Violette Nozière, fleur des catacombes. (A. Breton)
Par Héloïse Morel
21 août 1933, dans un immeuble de la rue de Madagascar, quartier populaire du XIIe arrondissement à Paris, Violette Nozière empoisonne ses parents. Son père, ouvrier mécanicien, décède, pas la mère. Elle est soupçonnée d’avoir tué ses parents pour les voler. D’autant plus qu’après le crime, elle va faire les magasins et passer du bon temps à Montmartre.
Violette Nozière est inculpée et arrêtée. Le procès se déroule en 1934. L’historienne Anne-Emmanuelle Demartini, professeure d’histoire contemporaine à Paris 13, a écrit un livre sur cette affaire criminelle : Violette Nozière, la fleur du mal. Une histoire des années trente, (Champ Vallon, coll. « Époques », 2017). Elle est venue présenter ce fait qui fit grand bruit dans la société de l’époque lors d’une conférence organisée par l’Espace Mendès France et l’UFR lettres et langues de l’université de Poitiers, le 1er février 2018.
Comment fait-on de l’histoire avec une affaire criminelle ? Pour l’historienne, c’est une fenêtre ouverte sur la société. D’autant plus, que l’affaire Violette Nozière est un souvenir qui s’est maintenu, à la fois par le bruit que l’affaire fit dans la presse de l’époque mais encore récemment avec les bandes dessinées qui ont relaté l’histoire et le film réalisé par Claude Chabrol en 1978, mettant en scène Isabelle Hupert.
« En 1933, Hitler arrive au pouvoir en Allemagne et Violette Nozière empoisonne son père. Alors évidemment, à côté de Hitler, Violette Nozière apparaît un peu anecdotique mais je défends l’idée qu’on peut faire de l’histoire avec Violette Nozière comme avec Hitler. L’idée c’est de partir du petit fait, indigne, dérisoire dans la hiérarchie des objets de l’histoire, et à partir de là, voir large. C’est de la microhistoire que je comprends comme une forme d’histoire totale. »

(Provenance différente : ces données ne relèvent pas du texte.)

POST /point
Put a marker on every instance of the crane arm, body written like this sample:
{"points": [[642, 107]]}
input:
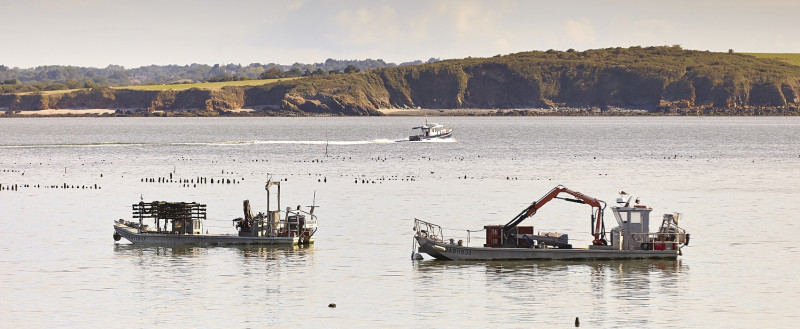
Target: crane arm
{"points": [[598, 206]]}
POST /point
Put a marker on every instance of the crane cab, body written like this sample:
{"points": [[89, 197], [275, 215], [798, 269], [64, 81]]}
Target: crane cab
{"points": [[633, 226]]}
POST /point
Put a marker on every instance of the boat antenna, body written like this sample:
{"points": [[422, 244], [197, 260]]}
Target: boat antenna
{"points": [[313, 203]]}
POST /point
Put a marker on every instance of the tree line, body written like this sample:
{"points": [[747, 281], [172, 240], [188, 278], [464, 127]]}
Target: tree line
{"points": [[59, 77]]}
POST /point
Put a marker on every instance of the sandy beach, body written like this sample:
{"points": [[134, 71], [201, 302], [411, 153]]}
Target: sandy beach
{"points": [[67, 112]]}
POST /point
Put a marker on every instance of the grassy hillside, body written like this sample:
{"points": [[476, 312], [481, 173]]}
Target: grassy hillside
{"points": [[654, 79], [204, 85], [789, 58]]}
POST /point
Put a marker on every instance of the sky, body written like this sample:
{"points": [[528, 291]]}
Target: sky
{"points": [[98, 33]]}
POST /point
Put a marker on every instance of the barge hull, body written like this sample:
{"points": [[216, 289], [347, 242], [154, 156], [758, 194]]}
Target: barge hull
{"points": [[199, 239], [444, 251]]}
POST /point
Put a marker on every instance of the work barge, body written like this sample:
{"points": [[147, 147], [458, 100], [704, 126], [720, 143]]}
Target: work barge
{"points": [[182, 223], [631, 239]]}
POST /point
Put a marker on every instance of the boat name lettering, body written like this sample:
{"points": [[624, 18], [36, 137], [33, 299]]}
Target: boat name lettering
{"points": [[459, 251]]}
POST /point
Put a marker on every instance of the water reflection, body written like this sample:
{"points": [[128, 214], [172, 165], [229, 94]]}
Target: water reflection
{"points": [[243, 252], [619, 268]]}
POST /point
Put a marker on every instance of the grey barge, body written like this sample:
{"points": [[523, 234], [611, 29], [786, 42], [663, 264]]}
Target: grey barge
{"points": [[631, 239], [181, 223]]}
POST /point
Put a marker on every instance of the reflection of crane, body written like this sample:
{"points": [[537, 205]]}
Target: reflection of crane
{"points": [[598, 206]]}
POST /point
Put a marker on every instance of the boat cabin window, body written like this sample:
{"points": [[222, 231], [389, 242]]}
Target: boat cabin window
{"points": [[635, 217]]}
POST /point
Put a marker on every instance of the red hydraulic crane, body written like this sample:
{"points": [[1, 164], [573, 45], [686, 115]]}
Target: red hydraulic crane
{"points": [[598, 207]]}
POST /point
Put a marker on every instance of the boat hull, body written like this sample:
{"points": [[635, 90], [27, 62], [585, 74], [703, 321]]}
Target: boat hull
{"points": [[134, 237], [417, 138], [444, 251]]}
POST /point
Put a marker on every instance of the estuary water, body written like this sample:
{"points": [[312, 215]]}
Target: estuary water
{"points": [[736, 182]]}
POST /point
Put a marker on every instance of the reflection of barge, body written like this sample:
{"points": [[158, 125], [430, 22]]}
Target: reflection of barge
{"points": [[181, 223], [630, 240]]}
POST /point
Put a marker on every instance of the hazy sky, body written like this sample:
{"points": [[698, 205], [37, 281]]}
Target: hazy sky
{"points": [[143, 32]]}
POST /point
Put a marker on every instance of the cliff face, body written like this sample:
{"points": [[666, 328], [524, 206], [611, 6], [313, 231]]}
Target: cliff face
{"points": [[657, 79]]}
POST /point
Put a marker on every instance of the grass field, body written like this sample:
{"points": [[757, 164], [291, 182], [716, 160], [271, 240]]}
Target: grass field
{"points": [[790, 58], [203, 85]]}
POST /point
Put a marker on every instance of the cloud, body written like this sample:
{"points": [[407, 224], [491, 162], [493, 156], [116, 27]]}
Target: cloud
{"points": [[294, 5], [581, 31]]}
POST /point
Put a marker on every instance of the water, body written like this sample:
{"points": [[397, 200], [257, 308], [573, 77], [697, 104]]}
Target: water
{"points": [[734, 179]]}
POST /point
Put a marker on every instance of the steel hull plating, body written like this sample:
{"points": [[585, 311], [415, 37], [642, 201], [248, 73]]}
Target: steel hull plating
{"points": [[421, 137], [131, 235], [444, 251]]}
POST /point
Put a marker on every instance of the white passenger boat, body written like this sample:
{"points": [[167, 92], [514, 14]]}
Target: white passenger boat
{"points": [[181, 223], [631, 239], [431, 131]]}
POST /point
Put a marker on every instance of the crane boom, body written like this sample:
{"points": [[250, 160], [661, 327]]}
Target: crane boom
{"points": [[598, 207]]}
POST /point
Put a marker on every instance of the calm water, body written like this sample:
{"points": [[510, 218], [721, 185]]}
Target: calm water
{"points": [[736, 181]]}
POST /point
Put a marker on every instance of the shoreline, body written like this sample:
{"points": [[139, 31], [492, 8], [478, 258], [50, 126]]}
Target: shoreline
{"points": [[398, 112]]}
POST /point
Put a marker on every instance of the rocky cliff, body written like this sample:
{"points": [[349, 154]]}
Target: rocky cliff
{"points": [[654, 79]]}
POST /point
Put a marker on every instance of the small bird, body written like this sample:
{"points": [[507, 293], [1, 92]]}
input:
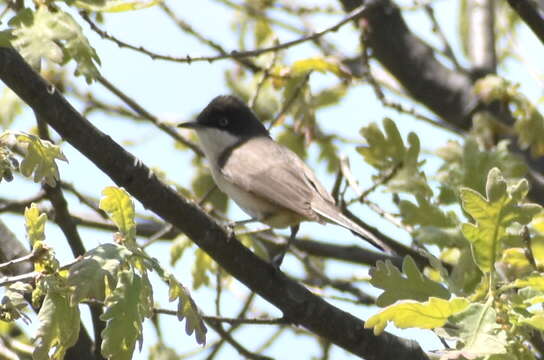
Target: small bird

Pour Anne-Emmanuelle Demartini, cette affaire permet d’étudier la culture de masse, le fait divers, l’inceste, le fait d’être une jeune fille dans une société patriarcale. Le contexte médiatique est central à l’aune d’une période où les journaux hebdomadaires sont légions et imprimés à des millions d’exemplaires. Le Petit Parisien est tiré à 1,6 million d’exemplaires chaque jour. Les journaux spécialisés dans les faits divers voient le jour durant l’entre-deux-guerres comme Détective. Cette publicité de l’affaire entraîne des faits cocasses. Entre le 22 et le 28 août, Violette Nozière est fugitive, Le Figaro raconte qu’elle aurait été vue dans une dizaine de villes d’après les témoignages. « La police cherche, mais tout le monde cherche avec elle. Mieux, le journal précède la police et chacun, qui lit le journal et qui est prédisposé par tant de reportages, de films, s’est déjà mis en quête » écrit Drieu La Rochelle dans Marianne, le 6 septembre 1933.
« Le crime de Violette Nozière est le superlatif du crime »
Le crime est monstrueux, il l’est d’autant plus qu’il est rare dans les statistiques, précise l’historienne. Il y a moins de dix affaires de parricide par an. Violette Nozière tue son père dans une société régie par le Code civil où le patriarche est le pilier de l’ordre. Elle tente également de tuer sa mère. Son arme : le poison, réputé propre aux femmes qui seraient plus empoisonneuses qu’usagères de l’arme blanche. Jeune fille de 18 ans, elle est jolie et commet le sacrilège par le crime de l’ombre, de la lâcheté. Mauriac écrit dans L’Écho de Paris : « il semble que son forfait soit plus grand qu’elle ».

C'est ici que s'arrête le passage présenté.